でもこの映画が面白いのは社会派であるだけでなく、音楽映画あるいはミュージカルの要素が詰まっていること。アーサーが住む部屋のテレビ画面ではジーン・ケリーの映画がかかっている。アーサーはまたフランク・シナトラの歌を口ずさむ。アーサーが殺人を犯したことでなにかが吹っ切れたとき、トイレのなかでひとりゆったりと踊る。さらに人を殺して自らがジョーカーとして生きることを確信したとき、アーサーは石の階段を下りながら自らを解放した喜びに再びジーン・ケリーのように踊る。クライマックスでジョーカーが群衆の真中に立つとき、クリームの「ホワイト・ルーム」がいきなり流れだしたのには驚いた。懐かしい曲が懐しいだけでなく、攻撃的で人々をアジテートする音楽のように聞こえてくる。
音楽だけでなく、過去の映画の記憶も詰まっている。アーサーがテレビの生のトークショーに出演してキャスター(ロバート・デ・ニーロ)を殺すあたりは、そのデ・ニーロがトークショーのキャスターを誘拐する犯罪者を演じたマーティン・スコセッシの『キング・オブ・コメディ』に似ているし、社会から孤立した男が犯罪者になっていくストーリーは『タクシー・ドライバー』を思い起こさせる。設定は1980年代らしいけど、劇中の映画や音楽は50~70年代のものが混在して、全体としてノスタルジックでありながら不穏でもある。

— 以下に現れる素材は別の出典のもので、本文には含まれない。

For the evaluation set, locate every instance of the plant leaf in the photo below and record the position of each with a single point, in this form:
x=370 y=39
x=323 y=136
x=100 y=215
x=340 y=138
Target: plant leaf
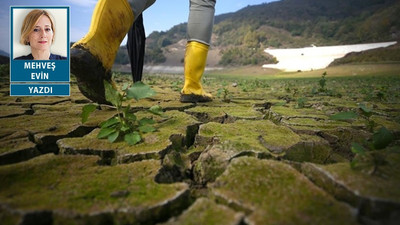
x=357 y=148
x=110 y=122
x=139 y=91
x=156 y=110
x=130 y=116
x=382 y=138
x=86 y=110
x=132 y=138
x=147 y=129
x=112 y=95
x=105 y=132
x=365 y=110
x=146 y=121
x=344 y=116
x=113 y=136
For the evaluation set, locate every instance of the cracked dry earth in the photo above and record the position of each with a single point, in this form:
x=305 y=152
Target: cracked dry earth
x=249 y=160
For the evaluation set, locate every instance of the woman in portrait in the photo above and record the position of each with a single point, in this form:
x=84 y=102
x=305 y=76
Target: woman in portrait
x=38 y=32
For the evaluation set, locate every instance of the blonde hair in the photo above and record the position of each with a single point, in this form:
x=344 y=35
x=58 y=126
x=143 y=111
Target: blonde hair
x=30 y=21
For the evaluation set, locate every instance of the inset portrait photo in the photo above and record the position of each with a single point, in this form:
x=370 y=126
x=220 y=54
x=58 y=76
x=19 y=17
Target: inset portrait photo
x=39 y=33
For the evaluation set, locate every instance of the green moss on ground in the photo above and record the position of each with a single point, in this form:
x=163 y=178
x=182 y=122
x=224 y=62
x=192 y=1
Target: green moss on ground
x=247 y=135
x=76 y=184
x=205 y=211
x=154 y=144
x=275 y=193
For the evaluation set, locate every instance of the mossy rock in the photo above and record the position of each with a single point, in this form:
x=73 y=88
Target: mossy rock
x=47 y=126
x=225 y=114
x=376 y=196
x=176 y=132
x=319 y=124
x=212 y=163
x=260 y=136
x=17 y=150
x=75 y=190
x=12 y=111
x=272 y=192
x=205 y=211
x=290 y=112
x=30 y=100
x=311 y=149
x=386 y=122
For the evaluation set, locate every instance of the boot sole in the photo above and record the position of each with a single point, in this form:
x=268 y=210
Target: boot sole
x=90 y=74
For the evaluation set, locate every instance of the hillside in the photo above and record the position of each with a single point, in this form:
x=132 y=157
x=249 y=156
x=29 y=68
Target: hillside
x=381 y=55
x=240 y=37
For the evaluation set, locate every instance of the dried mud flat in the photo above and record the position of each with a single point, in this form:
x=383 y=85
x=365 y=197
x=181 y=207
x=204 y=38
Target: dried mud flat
x=265 y=152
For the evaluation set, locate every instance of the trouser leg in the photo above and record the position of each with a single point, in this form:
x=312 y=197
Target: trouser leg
x=201 y=20
x=93 y=56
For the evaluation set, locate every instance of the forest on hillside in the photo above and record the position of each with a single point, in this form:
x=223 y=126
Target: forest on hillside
x=242 y=36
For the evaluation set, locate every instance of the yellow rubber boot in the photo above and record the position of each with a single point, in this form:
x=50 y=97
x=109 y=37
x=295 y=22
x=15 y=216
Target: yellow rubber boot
x=93 y=56
x=195 y=63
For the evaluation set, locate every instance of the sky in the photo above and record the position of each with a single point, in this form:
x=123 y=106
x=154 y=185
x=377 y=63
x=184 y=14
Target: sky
x=161 y=16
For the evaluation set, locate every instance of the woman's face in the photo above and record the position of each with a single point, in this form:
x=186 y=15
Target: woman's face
x=42 y=35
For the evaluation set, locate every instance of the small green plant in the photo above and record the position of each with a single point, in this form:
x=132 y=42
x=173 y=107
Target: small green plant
x=367 y=113
x=301 y=102
x=322 y=82
x=225 y=94
x=125 y=124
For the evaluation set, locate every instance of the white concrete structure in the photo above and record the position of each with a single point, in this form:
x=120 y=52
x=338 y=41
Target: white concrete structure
x=311 y=58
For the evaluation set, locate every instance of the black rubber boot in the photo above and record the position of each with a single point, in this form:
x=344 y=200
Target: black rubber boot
x=90 y=74
x=191 y=98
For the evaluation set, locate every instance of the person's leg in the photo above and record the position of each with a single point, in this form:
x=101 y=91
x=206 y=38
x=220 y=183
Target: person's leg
x=93 y=56
x=201 y=20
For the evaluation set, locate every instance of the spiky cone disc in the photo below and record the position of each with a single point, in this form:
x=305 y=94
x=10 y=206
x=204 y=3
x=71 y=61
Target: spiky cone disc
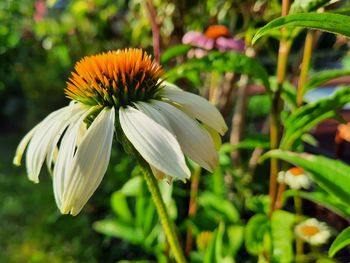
x=115 y=79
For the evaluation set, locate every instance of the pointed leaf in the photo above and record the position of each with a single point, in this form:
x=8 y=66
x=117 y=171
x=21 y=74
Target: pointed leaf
x=120 y=206
x=330 y=22
x=302 y=6
x=282 y=236
x=324 y=199
x=256 y=228
x=118 y=229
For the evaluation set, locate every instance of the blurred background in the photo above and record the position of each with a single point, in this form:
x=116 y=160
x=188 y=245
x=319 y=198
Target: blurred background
x=40 y=41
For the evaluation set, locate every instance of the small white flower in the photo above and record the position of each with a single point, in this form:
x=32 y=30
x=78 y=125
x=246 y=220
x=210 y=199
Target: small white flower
x=295 y=178
x=313 y=231
x=119 y=93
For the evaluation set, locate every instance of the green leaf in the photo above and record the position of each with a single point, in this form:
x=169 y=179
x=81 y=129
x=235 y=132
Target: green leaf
x=174 y=51
x=342 y=240
x=115 y=228
x=321 y=77
x=214 y=251
x=308 y=116
x=235 y=234
x=256 y=228
x=330 y=22
x=133 y=187
x=302 y=6
x=120 y=206
x=331 y=175
x=221 y=62
x=220 y=208
x=324 y=199
x=282 y=236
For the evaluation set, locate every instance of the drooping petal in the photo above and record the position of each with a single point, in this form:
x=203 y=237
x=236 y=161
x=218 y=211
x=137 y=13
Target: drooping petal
x=41 y=137
x=62 y=168
x=77 y=110
x=89 y=164
x=154 y=114
x=194 y=140
x=197 y=107
x=154 y=142
x=23 y=145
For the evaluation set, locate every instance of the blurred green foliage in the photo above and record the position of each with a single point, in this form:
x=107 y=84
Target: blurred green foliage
x=40 y=40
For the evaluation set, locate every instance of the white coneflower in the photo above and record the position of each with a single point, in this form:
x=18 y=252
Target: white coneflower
x=119 y=93
x=295 y=178
x=313 y=231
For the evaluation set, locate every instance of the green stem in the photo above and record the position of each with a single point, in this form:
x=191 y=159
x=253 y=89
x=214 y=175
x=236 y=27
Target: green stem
x=299 y=244
x=283 y=53
x=305 y=66
x=192 y=209
x=168 y=226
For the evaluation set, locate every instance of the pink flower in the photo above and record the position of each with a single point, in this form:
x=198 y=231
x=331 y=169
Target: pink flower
x=215 y=37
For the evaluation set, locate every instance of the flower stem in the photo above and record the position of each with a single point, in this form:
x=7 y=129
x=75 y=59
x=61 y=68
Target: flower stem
x=283 y=53
x=168 y=226
x=305 y=66
x=299 y=244
x=192 y=209
x=155 y=29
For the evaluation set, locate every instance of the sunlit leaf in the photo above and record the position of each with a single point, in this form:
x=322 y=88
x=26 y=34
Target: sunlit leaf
x=332 y=175
x=308 y=116
x=302 y=6
x=222 y=207
x=214 y=251
x=321 y=77
x=330 y=22
x=342 y=240
x=282 y=236
x=120 y=206
x=324 y=199
x=235 y=234
x=255 y=231
x=174 y=51
x=115 y=228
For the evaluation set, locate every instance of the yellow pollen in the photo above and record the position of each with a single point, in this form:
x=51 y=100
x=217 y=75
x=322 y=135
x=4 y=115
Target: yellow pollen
x=296 y=171
x=310 y=230
x=115 y=78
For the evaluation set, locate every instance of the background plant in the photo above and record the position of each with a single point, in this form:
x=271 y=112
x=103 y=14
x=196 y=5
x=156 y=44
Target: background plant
x=228 y=216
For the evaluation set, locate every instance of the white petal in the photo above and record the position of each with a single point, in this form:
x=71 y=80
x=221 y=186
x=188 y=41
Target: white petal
x=197 y=107
x=65 y=157
x=154 y=142
x=41 y=140
x=89 y=163
x=154 y=114
x=194 y=140
x=23 y=145
x=77 y=110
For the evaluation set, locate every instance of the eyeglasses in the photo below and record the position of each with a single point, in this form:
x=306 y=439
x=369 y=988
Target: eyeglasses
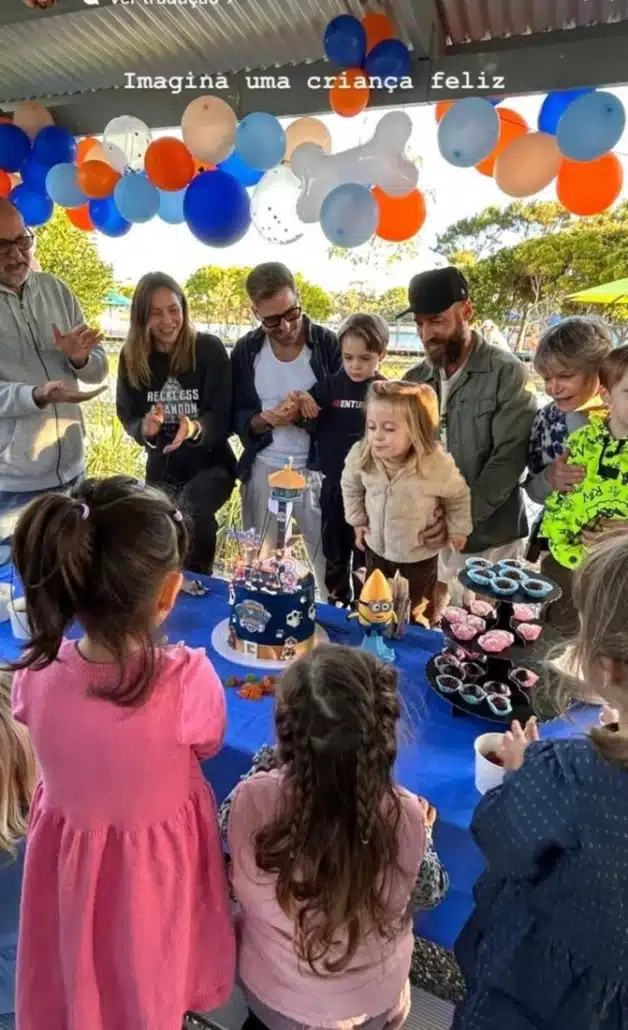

アーサーを演ずるホアキン・フェニックスは、ニコルソンやレジャーのジョーカーを踏まえて引きつる笑いと優雅なダンスが印象的。監督はトッド・フィリップス。この監督の映画はコメディの『ハングオーバー!』しか見たことがなかったので、あまりの変わりように驚いた。
Comments
先日NYに行っていた時に映画をみたら、もぎりの
ところにこの映画の警告文が貼られてました(汗)
Posted by: onscreen | November 03, 2019 06:46 AM
「『ダークナイト ライジング』の上映中、ジョーカーに刺激を受けたと見られる男によって12人が死亡、70人以上が負傷」という事件があったらしいですね。そのせいでしょうか。